The congestion led to 35 patients lying on trolleys in Beaumont Hospital in Dublin yesterday morning. They were among 496 patients around the country needing a bed.

The son of an elderly women in Beaumont Hospital, who did not wished to be named, said they had been waiting over seven hours and had not been assigned a trolley.

"My mother has had tests all day, but we've just been waiting and shifted from place to place. It just seems like nothing is happening. The staff are doing their best, but there is just not enough space or staff to cope.
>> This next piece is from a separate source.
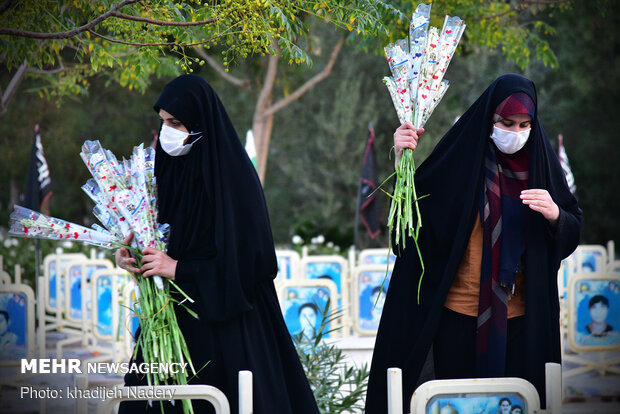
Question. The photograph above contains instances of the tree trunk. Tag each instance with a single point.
(262, 125)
The whole area is jammed and people are just waiting for hours on trolleys."

A spokeswoman for Beaumont said its emergency department was one of the busiest in Ireland, providing services to more than 50,000 patients each year.

She said: "In recent days, Beaumont Hospital has been experiencing increased pressure on services including the emergency department, exacerbated by the closure of a number of beds and a delay in discharges due to an outbreak of the norovirus (winter vomiting bug) and influenza in the community.
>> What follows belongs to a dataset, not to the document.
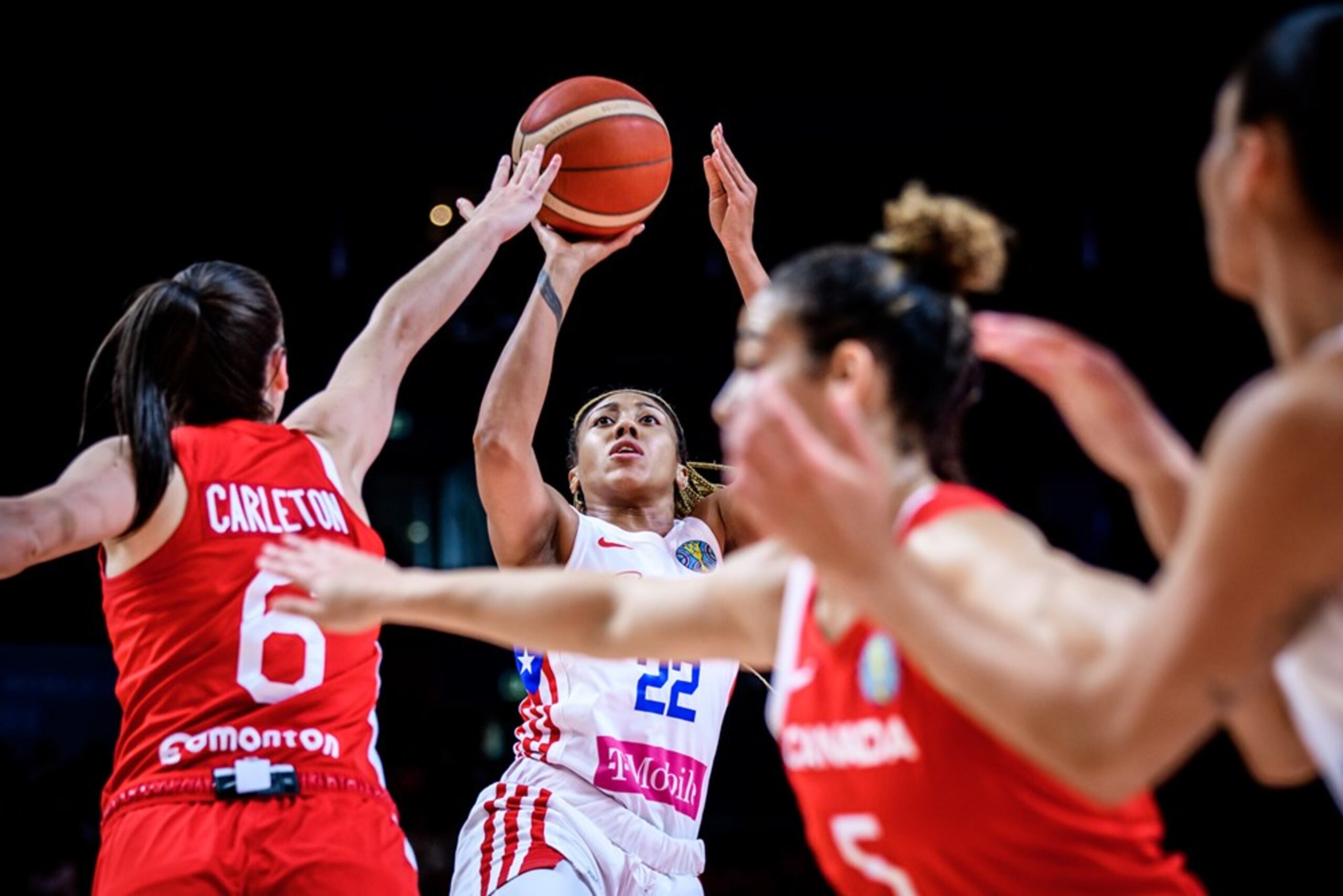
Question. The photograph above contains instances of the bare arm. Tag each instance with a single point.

"Beaumont is asking that patients presenting with symptoms of the influenza or norovirus seek advice from their local GP before coming to the hospital emergency department."

The hospital has put in place visiting restrictions as a preventative measure to help contain the outbreak.

These include one visitor only per patient per visiting period. Children are not permitted to visit in any circumstances.

She said the hospital was appealing to the public for their support in observing these restrictions for the common good.

Elsewhere, Naas General Hospital had 32 patients waiting for a bed yesterday.

The HSE said 242 of the promised 301 new beds were now open nationally. And 116 of some 154 closed beds had been reopened, said a spokesman.